6 October, 2018
VENUESTHE BUS STATION
Title: The War That Never Was
Courtesy: The Artist
I have been invited to produce a video on Taiwan and Cold War for an exhibition. So out of curiosity, the other day, I asked my mother if she knew what the Cold War was and she replied: “who was that?”
My mother, born in 1938, in a poverty-stricken mountainous region in central Taiwan received little education and worked her entire life before and after she was married to my father. Taiwan’s longest martial law in history (1949-1987) had little effect on her. Her whole life was merely to work for a meager survival. She told me that back then, there was no electricity in our village and she, after working the whole day on the rice paddy, used to ride an old bicycle to the nearest town to charge a battery for the household electricity. She lost track of how many times she ran into the dirt creek in the dark when coming back with a charged battery and me in the backseat.
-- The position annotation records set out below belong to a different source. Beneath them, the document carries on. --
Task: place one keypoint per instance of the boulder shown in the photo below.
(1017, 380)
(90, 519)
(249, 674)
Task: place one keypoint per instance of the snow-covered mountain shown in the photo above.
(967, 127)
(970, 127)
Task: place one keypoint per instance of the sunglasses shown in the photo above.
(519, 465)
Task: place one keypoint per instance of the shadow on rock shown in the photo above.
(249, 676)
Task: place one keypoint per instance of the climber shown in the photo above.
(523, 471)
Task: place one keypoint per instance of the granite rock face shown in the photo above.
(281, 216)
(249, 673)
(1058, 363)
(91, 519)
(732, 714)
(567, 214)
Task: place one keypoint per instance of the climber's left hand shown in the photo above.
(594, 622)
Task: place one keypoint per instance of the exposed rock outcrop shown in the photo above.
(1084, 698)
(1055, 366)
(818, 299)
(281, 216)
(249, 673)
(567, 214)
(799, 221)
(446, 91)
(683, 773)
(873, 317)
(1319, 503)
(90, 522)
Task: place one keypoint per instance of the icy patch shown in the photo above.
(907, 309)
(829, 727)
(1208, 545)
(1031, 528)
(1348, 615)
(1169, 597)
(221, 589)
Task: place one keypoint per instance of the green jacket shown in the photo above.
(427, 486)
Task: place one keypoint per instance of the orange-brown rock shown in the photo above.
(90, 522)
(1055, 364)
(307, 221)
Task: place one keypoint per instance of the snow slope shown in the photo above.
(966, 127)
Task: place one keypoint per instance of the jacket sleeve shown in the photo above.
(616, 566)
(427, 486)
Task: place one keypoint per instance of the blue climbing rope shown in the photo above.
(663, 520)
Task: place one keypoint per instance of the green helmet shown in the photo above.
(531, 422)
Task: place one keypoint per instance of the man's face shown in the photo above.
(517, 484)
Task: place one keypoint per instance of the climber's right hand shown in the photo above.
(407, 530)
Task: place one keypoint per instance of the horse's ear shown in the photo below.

This interview-based video is centered on my mother. I am the interviewer and my mother the interviewee. All the questions are about her life from a rural, poor and uneducated girl to a wife and a mother of five children, working in scorching rice field, later a washer-woman and a domestic cleaner until the mid 2000s, less than ten years ago.
The questions about her life juxtapose with the years when the historical events took place during the Cold War. The latter is done with historical images, from the Iron Curtain Museum in Hungary and Magnum Photos archives intertwined with the interview with my mother, who has never heard of the Cold War.